Все это она укладывала в собственноручно склеенные конвертики и бросала в почтовый ящик у дороги, а почтальон отправлял их заказчикам — тем, кто откликнулся на ее скромное объявление в журнале «Фермерская жизнь». Эмма не испытывала от этой деятельности ни малейшего удовольствия, потому что ей приходилось выискивать и собирать все эти нелепые крошечные вещички, потом выбирать из них те, которые сочетались друг с другом, прикидывать композицию, словно букет в воду ставить, и наконец составлять изречение, стих, эпиграмму, подходящую к их случайному соединению. Потому она занималась этим в дурные дни, в дни прискорбной правды, и этим объяснялись жестокие нотки, порой звучавшие в ее стихах, далекие от сахаринной сладости морализующих поучений, рожденных во влажных глубинах рва, где цветут лилии и растет рогоз, и неслучайные обмолвки, потому что она не могла справиться с собою, потому что у нее самой не было ни надежд на будущее, ни приятной внешности, ни удовольствий, и выходило, что красота гибельна, наслаждение — мираж, успех — иллюзия, а под яркими соцветиями и соблазнительными плодами кроется ядовитый корень.
Однако сентиментальные открыточки Эммы служили доброму делу, поскольку на скромные суммы, вырученные за них, она покупала свою поэзию: Бишоп, Мур, Ситвел и Дикинсон, заказывала томики Элинор Уайли и Луизы Боган, хотя, как она раз за разом убеждалась, заказы отчего-то не приходили.
Эмма ступала по траве Парнаса вместе с Элизабет Бишоп, потому что трава эта росла и рядом с ее пролесками, и в Новой Шотландии.

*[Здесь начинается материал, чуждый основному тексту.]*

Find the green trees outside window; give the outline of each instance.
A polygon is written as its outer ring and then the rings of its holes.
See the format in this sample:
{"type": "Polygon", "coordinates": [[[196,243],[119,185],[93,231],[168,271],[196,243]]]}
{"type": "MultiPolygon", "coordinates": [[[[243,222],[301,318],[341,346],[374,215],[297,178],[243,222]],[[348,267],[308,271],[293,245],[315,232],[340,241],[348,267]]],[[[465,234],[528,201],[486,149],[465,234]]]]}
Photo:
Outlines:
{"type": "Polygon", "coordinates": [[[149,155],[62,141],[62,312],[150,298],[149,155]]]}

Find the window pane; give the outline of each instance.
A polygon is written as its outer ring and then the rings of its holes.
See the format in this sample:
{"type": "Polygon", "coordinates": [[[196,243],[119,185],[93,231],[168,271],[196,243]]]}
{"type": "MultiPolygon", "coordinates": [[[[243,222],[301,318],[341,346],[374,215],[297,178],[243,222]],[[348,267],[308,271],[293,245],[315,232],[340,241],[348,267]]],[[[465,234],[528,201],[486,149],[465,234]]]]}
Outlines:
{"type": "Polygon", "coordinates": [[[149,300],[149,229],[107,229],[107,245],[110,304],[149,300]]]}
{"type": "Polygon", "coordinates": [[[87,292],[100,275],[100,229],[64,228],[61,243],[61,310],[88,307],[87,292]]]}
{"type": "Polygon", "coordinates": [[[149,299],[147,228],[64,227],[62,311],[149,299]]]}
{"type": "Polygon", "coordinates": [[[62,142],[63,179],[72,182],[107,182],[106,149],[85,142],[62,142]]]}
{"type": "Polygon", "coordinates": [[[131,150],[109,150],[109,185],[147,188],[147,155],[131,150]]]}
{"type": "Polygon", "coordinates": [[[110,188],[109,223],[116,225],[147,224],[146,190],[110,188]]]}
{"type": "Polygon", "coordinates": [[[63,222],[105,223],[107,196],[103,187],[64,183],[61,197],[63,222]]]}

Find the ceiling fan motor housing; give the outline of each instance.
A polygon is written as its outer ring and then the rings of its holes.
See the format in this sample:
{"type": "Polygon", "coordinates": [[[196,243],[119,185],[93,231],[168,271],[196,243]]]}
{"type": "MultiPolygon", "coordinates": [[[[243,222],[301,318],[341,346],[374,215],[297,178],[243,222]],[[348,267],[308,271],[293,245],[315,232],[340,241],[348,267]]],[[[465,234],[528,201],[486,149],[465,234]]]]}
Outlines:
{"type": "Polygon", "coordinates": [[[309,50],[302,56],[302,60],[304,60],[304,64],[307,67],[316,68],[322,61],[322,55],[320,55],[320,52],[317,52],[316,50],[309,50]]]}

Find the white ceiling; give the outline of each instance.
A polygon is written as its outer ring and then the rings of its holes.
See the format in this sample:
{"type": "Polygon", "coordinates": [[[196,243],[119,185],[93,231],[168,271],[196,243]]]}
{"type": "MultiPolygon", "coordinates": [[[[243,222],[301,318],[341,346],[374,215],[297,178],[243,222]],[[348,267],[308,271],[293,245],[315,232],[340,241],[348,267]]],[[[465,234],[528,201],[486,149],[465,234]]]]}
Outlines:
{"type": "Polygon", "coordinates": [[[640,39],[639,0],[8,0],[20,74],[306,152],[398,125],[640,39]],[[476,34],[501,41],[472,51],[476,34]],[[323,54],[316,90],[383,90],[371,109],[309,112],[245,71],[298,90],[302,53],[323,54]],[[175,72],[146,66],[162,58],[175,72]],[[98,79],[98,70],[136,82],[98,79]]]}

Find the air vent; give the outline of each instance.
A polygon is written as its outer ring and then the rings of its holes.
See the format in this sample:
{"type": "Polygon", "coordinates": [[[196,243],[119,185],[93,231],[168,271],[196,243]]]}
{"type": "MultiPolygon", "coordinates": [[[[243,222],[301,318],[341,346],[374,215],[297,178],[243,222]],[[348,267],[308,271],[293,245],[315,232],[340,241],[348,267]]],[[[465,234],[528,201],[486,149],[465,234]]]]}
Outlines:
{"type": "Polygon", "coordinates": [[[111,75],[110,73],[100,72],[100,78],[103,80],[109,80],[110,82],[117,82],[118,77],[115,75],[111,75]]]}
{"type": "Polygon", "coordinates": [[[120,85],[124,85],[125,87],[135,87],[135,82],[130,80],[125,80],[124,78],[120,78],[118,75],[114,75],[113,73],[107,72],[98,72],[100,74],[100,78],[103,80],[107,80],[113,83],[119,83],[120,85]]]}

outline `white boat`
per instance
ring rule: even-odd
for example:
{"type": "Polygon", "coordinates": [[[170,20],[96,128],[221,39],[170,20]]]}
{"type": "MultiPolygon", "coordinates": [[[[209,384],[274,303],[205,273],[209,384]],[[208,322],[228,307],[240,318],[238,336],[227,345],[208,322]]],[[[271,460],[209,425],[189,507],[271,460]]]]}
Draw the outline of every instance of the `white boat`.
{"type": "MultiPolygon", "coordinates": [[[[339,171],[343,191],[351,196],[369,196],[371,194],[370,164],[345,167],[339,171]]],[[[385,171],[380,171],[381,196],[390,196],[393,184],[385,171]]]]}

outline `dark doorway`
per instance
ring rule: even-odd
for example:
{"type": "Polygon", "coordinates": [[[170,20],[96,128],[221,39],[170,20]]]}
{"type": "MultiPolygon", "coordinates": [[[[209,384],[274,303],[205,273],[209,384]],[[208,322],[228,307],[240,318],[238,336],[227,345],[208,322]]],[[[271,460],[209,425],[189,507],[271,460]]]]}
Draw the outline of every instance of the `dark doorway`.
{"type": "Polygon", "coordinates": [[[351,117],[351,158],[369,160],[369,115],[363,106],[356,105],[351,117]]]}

Она была из мира потаенной поэзии имен: венерин башмачок, росянка, незабудка, анютины глазки, золотой дождь, девичий виноград, золототысячник, лунария, звездчатка, медуница, молочай, горицвет, львиный зев, соломонова печать, некоторые имена основаны на сходстве, на характере растения, на отношении к нему человека: вороний глаз, кукушкины слезки, бесстыдница, кашка, колокольчик, вербейник монетчатый, мать-и-мачеха, мышиный гиацинт, подснежник, стрелолист, лисохвост, медвежьи ушки, пастушья сумка, и, наконец, богородичная трава; были менее осмысленные связи, как бешеный огурец или мышиный горошек, гусиный лук, кукушкин лен, заячья капустка, козья жимолость, волчья ягода; были обозначения по месту, или функции, или употреблению: подорожник, водяной орех, камнеломка, сон-трава, олений мох, водокрас, пустырник, мачтовая сосна, индейское зелье, бессмертник, чистотел, судорожный корень, кровохлебка, или же просто по времени цветения: первоцвет, или по корню — стеблю — цветку — листу — семени, как стрелолист, иглица, печеночник, трилистник, ежевика, ноготки, пальчатка, наперстянка, кувшинка, а иногда они именовались по привычкам роста, как повилика, подснежник, вьюнок, мокрица; часто имена предупреждали об опасности: растение враждебно или необщительно, как поганка, мухомор, недотрога, чертополох, телорез, липучка, икотник, рвотный корень, дурман, куриная слепота, горечавка, или давались в насмешку, ради издевки: собачья петрушка, копытень, коровяк, сморчок, ветреница, козлобородник. Очень немногие из них Эмма знала лично, поскольку отец поставил съедобность непременным условием допуска на семейный огород и в сад, и вытоптал посаженные ею ноготки, хотя она доказывала, что их можно употреблять в салатах. Ему нужны были бобы, горох, корнеплоды. На салатах мышцы не нарастишь, говорил он. И Эмме приходилось вместо того, чтобы выращивать цветы и травы или наблюдать их в поле, собирать их имена, восхищаясь запахом и формой по картинкам в книгах.